The company's supervisory board unanimously backed the executive's appointment through 2016, Volkswagen said in a statement Sunday. Winterkorn, 63, started as CEO on Jan. 1, 2007, and his current contract expires Dec. 31, 2011.
Under Winterkorn, Europe's largest carmaker added Swedish truckmaker Scania AB to its portfolio and is now merging with Porsche. The CEO plans to open a factory in Chattanooga, Tenn., this year as he seeks to beat Toyota in sales and profitability by 2018. VW holds 3.1 percent of the U.S. market, where its sales rose 21 percent through November, almost double the industry's gain.
“Volkswagen seeks continuity at the top of the company so we can concentrate completely on the details of our tasks,” Bernd Osterloh, the supervisory board's deputy chief and head of the carmaker's works council, said in a separate statement. “With Martin Winterkorn we'll continue our successful course.”
VW's preferred shares, which have replaced its common stock on Germany's DAX Index since the Porsche deal, have more than doubled since the beginning of 2007, when Winterkorn took over. The stock gained 86 percent last year, the best performance in the benchmark Index, which added 16 percent.
Sales chief Christian Klingler forecast Dec. 10. that annual deliveries would exceed 7 million vehicles in 2010 for the first time. VW is benefitting from demand for models including the VW brand Golf compact and Audi A7 coupe, as well as booming sales in China, its largest market.
VW is aiming to sell more than 8 million cars by 2012 and 10 million as early as 2015, three years earlier than a 2018 official target, a person with knowledge of the matter said in October.
Nine-month net income jumped fivefold to 3.78 billion euros ($5.1 billion). Toyota said Aug. 4 that it is targeting net income of 340 billion yen ($4.2 billion) for the fiscal year ending in March.
VW said in November that it will invest 51.6 billion euros in the automotive business over the next five years. The expansion plans rely on success in China, where VW is adding factories to double production to 3 million cars within four years.

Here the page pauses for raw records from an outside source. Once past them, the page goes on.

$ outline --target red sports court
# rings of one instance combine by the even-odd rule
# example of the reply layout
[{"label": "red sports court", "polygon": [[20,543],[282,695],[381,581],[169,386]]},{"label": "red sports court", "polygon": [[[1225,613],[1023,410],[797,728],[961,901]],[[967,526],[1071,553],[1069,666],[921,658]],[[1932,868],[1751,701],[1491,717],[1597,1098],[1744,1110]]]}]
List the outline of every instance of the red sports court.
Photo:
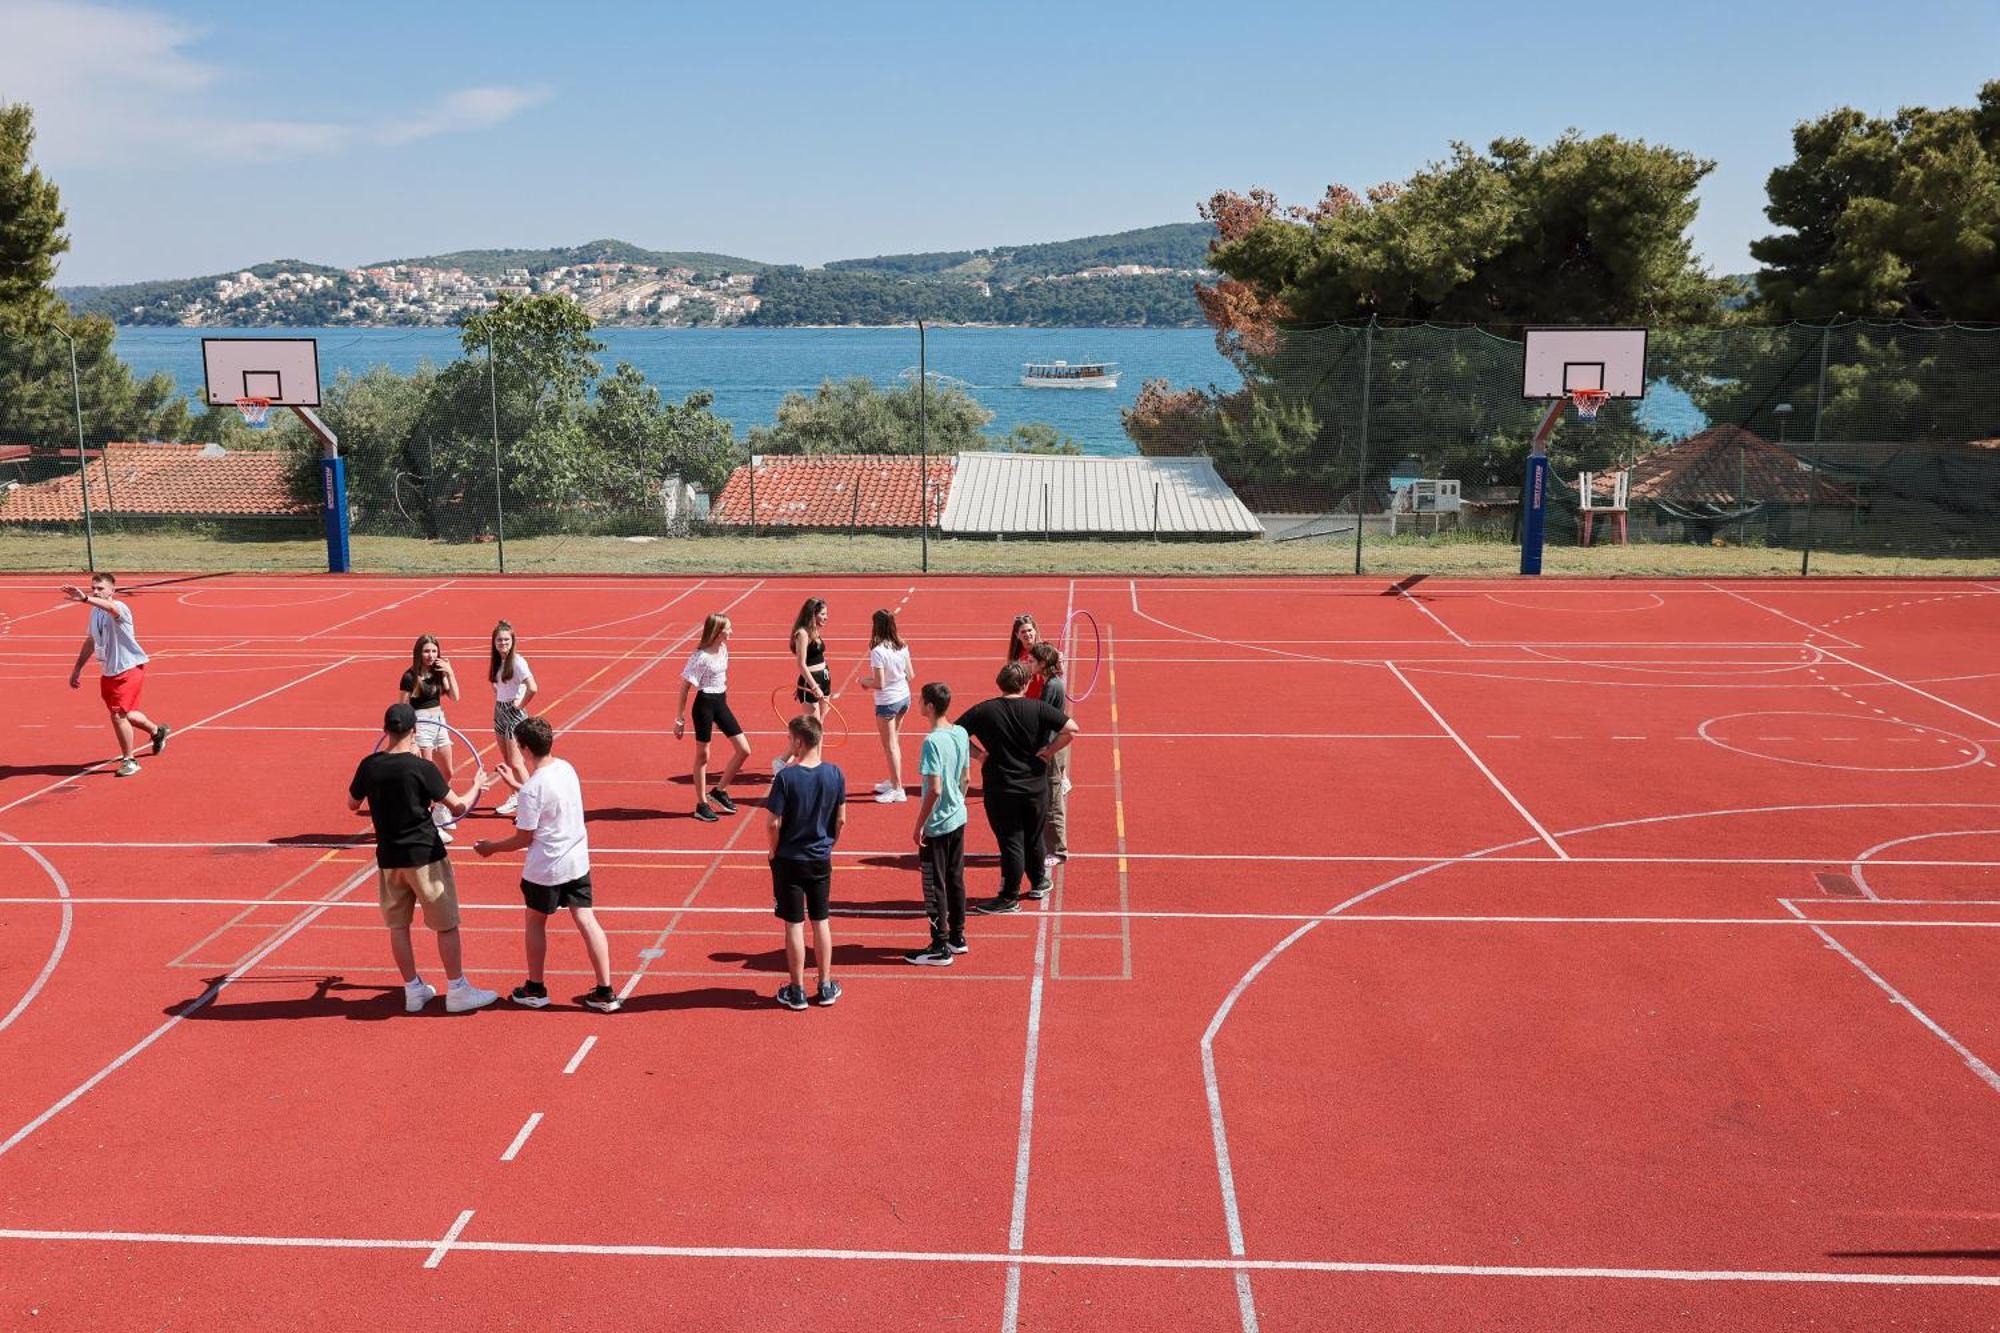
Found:
[{"label": "red sports court", "polygon": [[[131,781],[65,688],[80,616],[0,583],[10,1322],[1991,1318],[2000,589],[125,586],[176,723]],[[761,825],[686,817],[670,723],[705,611],[760,699],[807,595],[837,673],[900,605],[976,698],[1015,613],[1083,608],[1103,678],[1055,895],[906,966],[911,807],[857,802],[847,996],[793,1014]],[[560,931],[556,1008],[402,1012],[345,782],[411,638],[470,661],[501,617],[583,777],[623,1013],[562,1003]],[[465,841],[468,971],[511,984],[518,855]]]}]

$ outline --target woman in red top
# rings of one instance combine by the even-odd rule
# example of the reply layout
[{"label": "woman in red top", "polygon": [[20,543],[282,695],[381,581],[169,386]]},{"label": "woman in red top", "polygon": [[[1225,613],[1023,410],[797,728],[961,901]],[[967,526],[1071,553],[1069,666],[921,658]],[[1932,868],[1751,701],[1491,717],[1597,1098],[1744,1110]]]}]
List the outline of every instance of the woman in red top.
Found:
[{"label": "woman in red top", "polygon": [[1035,645],[1041,641],[1042,627],[1035,623],[1035,618],[1032,615],[1023,611],[1020,615],[1014,617],[1014,628],[1008,631],[1007,634],[1007,660],[1009,662],[1026,662],[1029,669],[1035,672],[1034,675],[1028,678],[1027,695],[1030,699],[1039,699],[1042,697],[1042,674],[1036,667],[1034,659],[1030,656],[1035,650]]}]

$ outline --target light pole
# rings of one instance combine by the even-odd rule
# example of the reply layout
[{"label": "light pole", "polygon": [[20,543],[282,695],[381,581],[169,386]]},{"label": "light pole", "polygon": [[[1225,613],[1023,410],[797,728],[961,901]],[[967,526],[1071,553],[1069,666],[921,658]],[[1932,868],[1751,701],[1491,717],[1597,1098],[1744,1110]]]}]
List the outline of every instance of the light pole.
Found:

Winterkorn, who previously headed VW's Audi luxury unit, took the top job from Bernd Pischetsrieder, who was ousted less than a year after receiving a contract extension.
A decision by German supervisory boards on whether to keep their CEOs usually comes about a year before the contract's end. On Sept. 8, Osterloh already told workers at the carmaker's headquarters that Winterkorn would receive a contract extension.
Winterkorn aims for a pretax profit as a percentage of sales of more than 8 percent in 2018. VW's nine-month pretax margin was 5.9 percent. Toyota had a first-quarter margin of 5.4 percent.
Winterkorn has the backing of Lower Saxony, the German state with a 20 percent stake in the carmaker and the power to veto major decisions.
“We support Martin Winterkorn's ambitious goal to make VW No. 1 in the auto market worldwide by 2018,” Prime Minister David McAllister told Bloomberg in a June interview.
Volkswagen paid $2.5 billion for a stake in Suzuki Motor Corp. in January last year to expand in India. Porsche will add a 10th brand to VW marques that include Skoda, Seat, Audi, Lamborghini and Bentley.